Does $I(J\cap K)=IJ\cap IK$ hold in a finitely generated polynomial $K$-algebra for $K$ a field?

Question

Let $K$ be a field and $R:=K[X_1,X_2,\dots, X_n]$ for a certain $n\in\mathbb N$. If $I,J,K$ are three ideals of $R$, can we conclude that $I(J\cap K)=IJ\cap IK$?

Answer 1

An integral domain $R$ is Prüfer iff for any non-zero ideals $I,J,K$ of $R$ the following holds: $I(J\cap K)=IJ\cap IK$ (see here.)

A polynomial ring over a field is Prüfer iff $n=1$.

A concrete conterexample: $R=K[X,Y]$, $I=(X,Y)$, $J=(X)$, and $K=(Y)$.

Answer 2

More generally, if $R$ is a commutative ring with unity and $A,I,J$ are three ideals, then $$ A (I \cap J) \subseteq AI \cap AJ $$ because any element of $A (I \cap J)$ can be simultaneously seen as an element of $AI$ and of $AJ$.
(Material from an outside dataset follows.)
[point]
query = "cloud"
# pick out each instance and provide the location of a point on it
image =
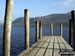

The reverse inclusion holds if $A$ and $X \cap Y$ are coprime because in that case $A$ is coprime with $X$ and $Y$, too, so $$ A (X \cap Y) = A \cap (X \cap Y) = (A \cap X) \cap (A \cap Y) = AX \cap AY $$ I don't think that it should hold in general, but right now I can't think of a counterexample.